Jérôme Leroy risque alors un coup d’œil à une autre porte, avant de nous faire signe d’entrer… L’endroit est vide : il n’y a à l’évidence aucun enregistrement prévu aujourd’hui dans ce mythique Studio Two qui a vu défiler nombres de groupes et a assis définitivement auprès du grand public la réputation d’excellence artistique d’Abbey Road. Posé là, esseulé dans un coin de la salle, le fameux piano dit « Lady Madonna » semble trôner comme un emblème incontestable… Nous ne restons que quelques instants, et Jérôme Leroy nous convie bientôt à le suivre pour gagner l’endroit d’où nous pourrons, dans un premier temps, assister au travail de l’orchestre.

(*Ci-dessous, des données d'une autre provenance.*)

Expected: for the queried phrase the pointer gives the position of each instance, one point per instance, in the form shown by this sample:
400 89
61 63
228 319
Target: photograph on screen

Après avoir traversé l’un des couloirs principaux parés d’affiches de films portant signatures et dédicaces aux lieux de la part de différents compositeurs, nous entrons dans une petit local technique avant de gagner l’étage supérieur situé au-dessus de la salle de contrôle. Nous parvenons ainsi à une sorte de lounge plutôt encombré qui, par un sas insonorisé, permet d’accéder au balcon surplombant l’orchestre, directement à l’intérieur du gigantesque studio. Nous y prenons place tandis que les musiciens finissent, eux, de s’installer. Peu après, alors que nos montres indiquent à peu de choses près dix heures du matin, ils paraissent prêts.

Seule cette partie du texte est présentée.